Mr Coleman said Nine was much more excited about the additional standard definition (SD) channel the free-to-air stations will have permission to broadcast from January 1 next year, because programming could be determined independently of Nine’s main channel.
“The SD channel in 2009 is an entirely new channel … there is no sort of simulcast issue about having to put the programming from the main channel on the SD channel … we have very wide discretion as to what we put on the new channel,” he said.

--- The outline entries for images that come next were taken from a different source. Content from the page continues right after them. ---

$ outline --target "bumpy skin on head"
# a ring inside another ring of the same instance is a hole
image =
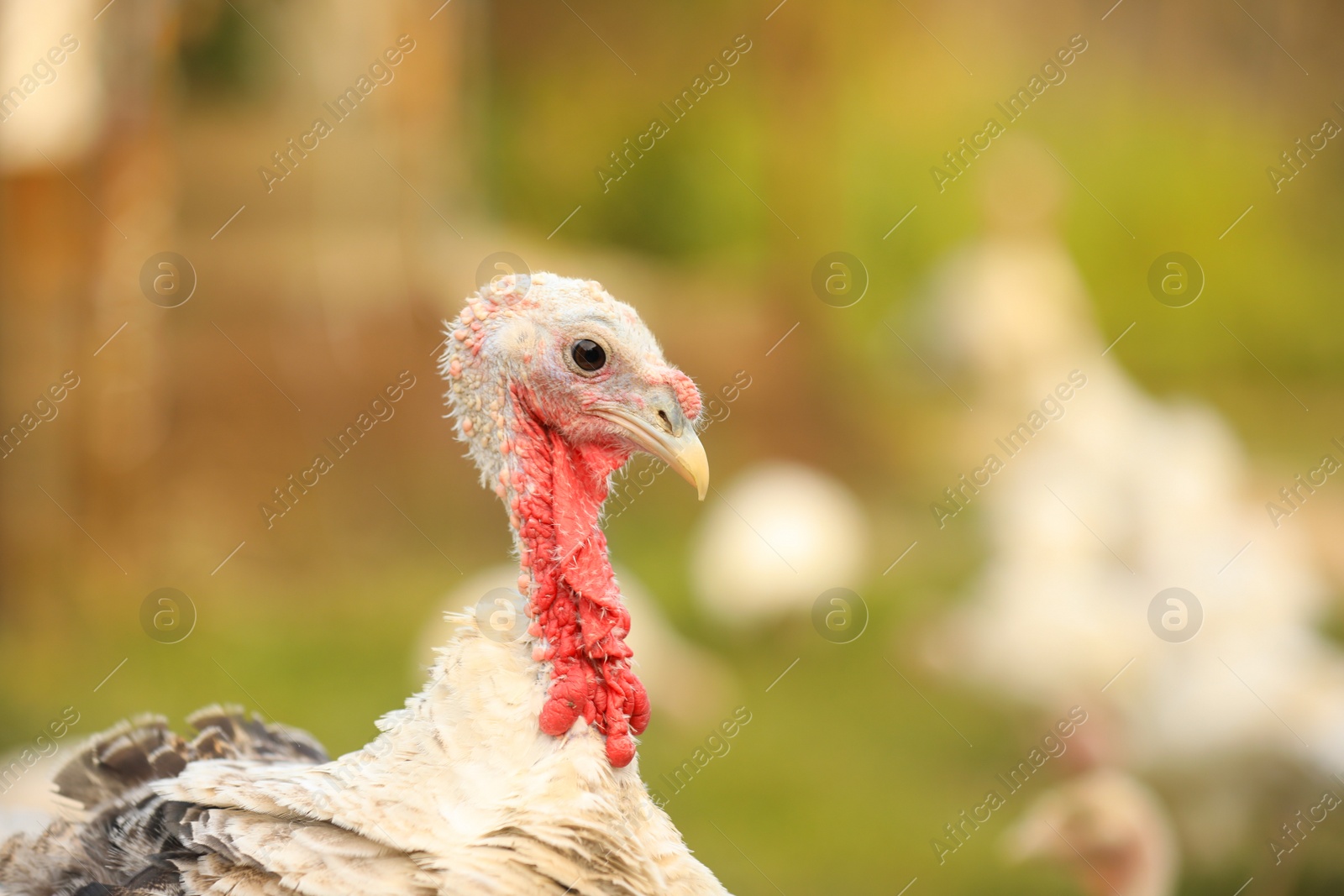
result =
[[[583,339],[606,353],[595,372],[573,360]],[[618,406],[692,426],[700,394],[634,309],[594,281],[548,273],[481,287],[449,324],[439,369],[457,435],[509,513],[534,657],[551,664],[540,728],[559,736],[582,717],[625,766],[649,700],[629,666],[630,617],[598,521],[612,473],[640,446],[590,411]]]

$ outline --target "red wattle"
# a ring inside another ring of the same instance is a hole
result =
[[[630,614],[621,603],[598,514],[607,477],[629,454],[620,447],[570,446],[512,388],[511,476],[521,555],[531,562],[528,613],[546,645],[551,685],[538,717],[560,736],[582,719],[606,735],[614,767],[634,759],[649,724],[649,697],[630,669]]]

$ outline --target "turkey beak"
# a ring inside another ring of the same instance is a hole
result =
[[[630,441],[694,485],[703,501],[710,490],[710,458],[704,455],[704,446],[691,420],[675,402],[669,404],[649,403],[641,414],[617,404],[594,407],[590,412],[625,430]]]

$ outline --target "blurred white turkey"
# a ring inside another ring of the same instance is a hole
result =
[[[152,717],[106,732],[56,776],[83,817],[0,844],[0,892],[724,893],[640,779],[649,703],[598,527],[636,450],[704,496],[699,392],[593,281],[501,278],[449,329],[449,404],[508,512],[527,637],[457,617],[425,688],[332,762],[223,708],[191,742]]]
[[[1245,770],[1265,754],[1344,767],[1344,657],[1314,627],[1325,588],[1301,529],[1271,525],[1271,496],[1249,493],[1246,458],[1214,411],[1154,400],[1117,352],[1102,356],[1083,285],[1046,226],[1054,163],[1000,161],[1012,164],[989,191],[995,232],[952,259],[938,298],[941,337],[977,388],[961,465],[993,453],[1004,469],[970,496],[972,513],[945,521],[978,514],[988,559],[930,660],[1047,712],[1110,715],[1113,755],[1136,768]],[[1004,451],[996,439],[1073,371],[1086,384],[1051,406],[1063,415]],[[1203,607],[1184,643],[1148,623],[1169,587]]]
[[[621,583],[621,599],[630,618],[638,622],[630,627],[625,642],[634,652],[630,666],[649,692],[649,701],[681,727],[711,725],[732,705],[737,682],[728,666],[708,650],[687,641],[663,615],[657,600],[633,572],[613,564]],[[434,652],[446,643],[454,623],[445,614],[474,613],[477,621],[485,617],[488,625],[493,602],[478,611],[484,595],[497,590],[517,587],[517,567],[499,564],[468,576],[453,590],[425,626],[419,647],[415,650],[415,674],[423,676],[433,665]],[[512,606],[504,609],[512,614]],[[503,627],[508,629],[508,621]]]
[[[706,614],[735,627],[808,611],[857,586],[868,527],[835,477],[773,461],[743,470],[711,498],[692,541],[691,575]]]
[[[51,776],[65,762],[56,755],[39,759],[31,767],[24,755],[31,750],[15,750],[0,756],[0,842],[15,834],[35,834],[60,814]],[[23,770],[17,775],[13,770]]]
[[[1064,865],[1093,896],[1176,893],[1176,832],[1157,795],[1118,768],[1098,768],[1047,791],[1004,841],[1016,861]]]

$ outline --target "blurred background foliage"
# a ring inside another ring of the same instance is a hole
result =
[[[942,442],[962,408],[887,326],[915,340],[930,271],[981,232],[978,163],[941,193],[930,167],[1082,34],[1067,81],[988,152],[1030,136],[1067,167],[1060,232],[1101,329],[1136,324],[1120,361],[1152,394],[1216,407],[1269,494],[1341,434],[1344,375],[1344,148],[1279,193],[1265,173],[1322,118],[1344,121],[1344,15],[1126,0],[1102,20],[1109,5],[121,0],[97,21],[81,7],[106,79],[97,136],[54,156],[60,172],[12,164],[0,185],[5,426],[62,371],[85,383],[0,466],[0,746],[71,704],[86,735],[219,700],[333,752],[371,736],[415,686],[413,645],[460,574],[507,559],[504,517],[439,419],[431,352],[477,263],[509,250],[633,302],[702,388],[750,372],[706,439],[719,482],[802,461],[872,521],[855,583],[872,621],[845,646],[805,618],[751,634],[703,618],[687,571],[703,509],[680,482],[660,478],[612,523],[613,555],[730,664],[753,712],[668,806],[696,853],[739,893],[894,893],[915,876],[913,893],[1075,892],[1005,865],[992,825],[945,866],[929,848],[1044,727],[921,670],[913,646],[982,551],[974,525],[930,528],[929,497],[960,473]],[[267,193],[258,167],[399,34],[417,48],[396,81]],[[731,79],[603,191],[595,168],[738,35],[751,50]],[[172,310],[136,287],[165,249],[199,275]],[[810,289],[833,250],[871,275],[848,309]],[[1180,312],[1145,287],[1171,250],[1208,277]],[[395,418],[267,529],[258,502],[402,369],[417,386]],[[884,575],[914,539],[925,549]],[[177,645],[140,629],[163,586],[199,613]],[[706,733],[656,720],[645,775]],[[1253,892],[1335,892],[1337,822],[1292,870],[1267,868],[1262,841],[1310,793],[1285,783],[1263,836],[1191,866],[1183,892],[1231,893],[1253,873]]]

So it’s steady as she goes for 9HD. At least, unlike some networks, it’s a candid understanding of what other networks heralded as the best thing since sliced bread.
Mon Mar 17
12am Movie: Unanswered Questions
Tue Mar 18
12am Movie: Protocol
Thu Mar 20
11pm The Mountain
Sat Mar 22
8:30pm Taken Pts 1 &2
This month the Nine Network Australia announced that it had launched a High Definition (HD) channel, Nine HD, which will run in all 5 metropolitan markets.
Nine’s HD channel will be available for free-viewing to all Australian homes with a High Definition receiver. The channel will contain additional programming not seen on the main Nine broadcast channel as well as simulcast and time-shifted programming.
Chief Executive Officer, Nine Network Australia , David Gyngell, said: “2008 continues to be a year of restructure and development for Nine. With new premises on the horizon for its Sydney (TCN) and Melbourne (GTV) television stations, the Network is well placed to drive technological innovation.
“We are excited about the picture enhancing qualities of High Definition. Most of Nine HD’s programming will be simulcast with the main channel, however there will be exceptions in sport, in particular. Nightline will also be given a fixed 10.30pm time-slot and our news services will generally be time-shifted by half an hour,” Gyngell said.
“However our Nine HD content will not differ significantly from that of our main broadcast channel because an increasing percentage of our programming has in fact been filmed in HD.
“What we are enthusiastic about is the impending launch of the Standard Definition (SD) channel in early 2009. The SD channel will in fact give us the opportunity to program the channel independently to that of our main one and there will be no simulcast issues,” Gyngell added.
Demonstrating Nine’s investment in this area of broadcasting, Nine today announced that Toby Hack has been appointed to the role of Sales Director – Multi-Channel / Digital Broadcasting.
This follows the recent announcement of highly regarded television executive, Les Sampson, who is joining the Network in the role of Director of Acquisitions, Daytime Programming and Digital Television.